SYRACUSE — Upstate Medical University has suspended or terminated 113 employees who did not get COVID-19 shots by the state’s vaccination mandate deadline Monday.
Upstate said in a prepared statement most of the unvaccinated employees were suspended.
Suspended workers have to meet with Upstate’s employee-labor relations officials to discuss their refusal to get vaccinated as part of disciplinary hearings.
Employees who were terminated had not worked at Upstate long enough to qualify for disciplinary hearings.
The state hospital said workers can return to their jobs if they get vaccinated.
Darryl Geddes, an Upstate spokesman, said the affected workers will continue to get paid if they have accrued paid vacation time.
Health care workers who are fired or suspended for not getting vaccinated are not eligible for unemployment benefits, according to the state Labor Department.
Upstate, Syracuse’s biggest hospital, said its employee vaccination rate is 96%. The hospital did not provide a breakdown of how many employees have medical and religious exemptions. Upstate employs more than 6,600 people at its hospital in downtown Syracuse and Community General campus on Onondaga Hill.
“Upstate University Hospital continues to assess staffing and will make changes to operations and services as needed, to ensure safety and high-quality care,” the hospital said.
St. Joseph’s Health, another Syracuse hospital, suspended 122 workers who did not get vaccinated against Covid-19 by the Monday deadline. The St. Joe’s workers will be fired if they don’t get vaccinated by Oct. 8.
St.
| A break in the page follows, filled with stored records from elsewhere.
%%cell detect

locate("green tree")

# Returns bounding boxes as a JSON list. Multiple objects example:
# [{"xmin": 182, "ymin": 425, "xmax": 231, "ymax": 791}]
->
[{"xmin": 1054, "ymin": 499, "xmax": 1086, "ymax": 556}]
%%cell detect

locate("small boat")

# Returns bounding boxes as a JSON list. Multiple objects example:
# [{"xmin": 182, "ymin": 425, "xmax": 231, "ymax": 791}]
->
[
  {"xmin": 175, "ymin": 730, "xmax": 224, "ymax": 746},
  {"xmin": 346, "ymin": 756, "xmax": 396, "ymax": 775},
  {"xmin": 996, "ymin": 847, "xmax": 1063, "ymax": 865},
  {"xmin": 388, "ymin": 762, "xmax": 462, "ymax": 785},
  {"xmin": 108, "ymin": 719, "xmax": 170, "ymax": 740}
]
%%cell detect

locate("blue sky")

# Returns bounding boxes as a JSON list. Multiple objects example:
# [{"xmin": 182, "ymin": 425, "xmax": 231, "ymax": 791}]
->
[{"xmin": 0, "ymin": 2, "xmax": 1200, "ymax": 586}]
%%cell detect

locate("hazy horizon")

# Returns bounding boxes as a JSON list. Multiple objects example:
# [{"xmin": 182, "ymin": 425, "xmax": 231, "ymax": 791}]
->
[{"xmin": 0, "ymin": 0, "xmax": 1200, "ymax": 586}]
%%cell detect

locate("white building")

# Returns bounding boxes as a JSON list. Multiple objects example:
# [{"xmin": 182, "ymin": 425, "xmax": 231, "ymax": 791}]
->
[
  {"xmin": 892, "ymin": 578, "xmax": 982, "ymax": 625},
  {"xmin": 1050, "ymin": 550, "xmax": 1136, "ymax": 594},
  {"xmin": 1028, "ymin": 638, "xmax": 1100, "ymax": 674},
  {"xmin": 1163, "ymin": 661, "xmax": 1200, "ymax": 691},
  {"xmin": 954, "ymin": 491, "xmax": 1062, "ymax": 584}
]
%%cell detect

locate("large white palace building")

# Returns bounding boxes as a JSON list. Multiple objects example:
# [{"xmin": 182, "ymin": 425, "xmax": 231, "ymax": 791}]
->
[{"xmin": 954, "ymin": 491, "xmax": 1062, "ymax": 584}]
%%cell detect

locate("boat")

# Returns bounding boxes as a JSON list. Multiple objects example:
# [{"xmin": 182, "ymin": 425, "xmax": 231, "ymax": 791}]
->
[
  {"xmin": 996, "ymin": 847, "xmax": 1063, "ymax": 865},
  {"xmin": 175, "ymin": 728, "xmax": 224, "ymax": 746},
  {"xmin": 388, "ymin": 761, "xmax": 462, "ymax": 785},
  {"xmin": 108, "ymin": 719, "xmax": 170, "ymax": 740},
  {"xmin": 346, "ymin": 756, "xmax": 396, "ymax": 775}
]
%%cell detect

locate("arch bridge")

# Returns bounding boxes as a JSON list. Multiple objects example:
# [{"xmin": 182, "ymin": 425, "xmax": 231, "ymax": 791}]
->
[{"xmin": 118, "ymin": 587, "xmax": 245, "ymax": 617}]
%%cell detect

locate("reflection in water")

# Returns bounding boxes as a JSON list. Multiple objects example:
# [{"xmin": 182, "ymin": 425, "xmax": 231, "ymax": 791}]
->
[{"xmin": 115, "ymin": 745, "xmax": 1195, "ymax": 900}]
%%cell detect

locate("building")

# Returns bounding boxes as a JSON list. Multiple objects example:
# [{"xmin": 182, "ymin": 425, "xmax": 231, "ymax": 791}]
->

Joe’s said it may suspend some services, consolidate operating rooms and curtail elective surgeries because of the labor shortage.
Crouse Hospital reported seven unvaccinated workers who did not qualify for medical or religious exemptions, or are exempt because they permanently work from home, lost their jobs. Crouse said its employee vaccination rate is 94%.
The loss of workers at Upstate and other hospitals comes at a time when many health care facilities do not have enough staff.
Upstate temporarily closed 22 of its 35 operating rooms Monday in anticipation of a growing staff shortage due to New York’s Covid-19 vaccine mandate.
The hospital had already postponed elective surgeries as a result of chronic staff shortages during the coronavirus pandemic.
The hospital said it is giving priority to surgeries that are medically necessary, time sensitive or involve critical-care trauma cases. Those surgeries will be consolidated into the 13 open operating rooms.
Gov. Kathy Hochul has said the state will provide help to hospitals and nursing homes with significant mandate-related staff shortages.
She recently signed an executive order that, among other things, will allow doctors, nurses and other health care workers from other states and countries to practice in New York. Hochul has also said she will deploy the National Guard, if need be, to help facilities that don’t have enough staff.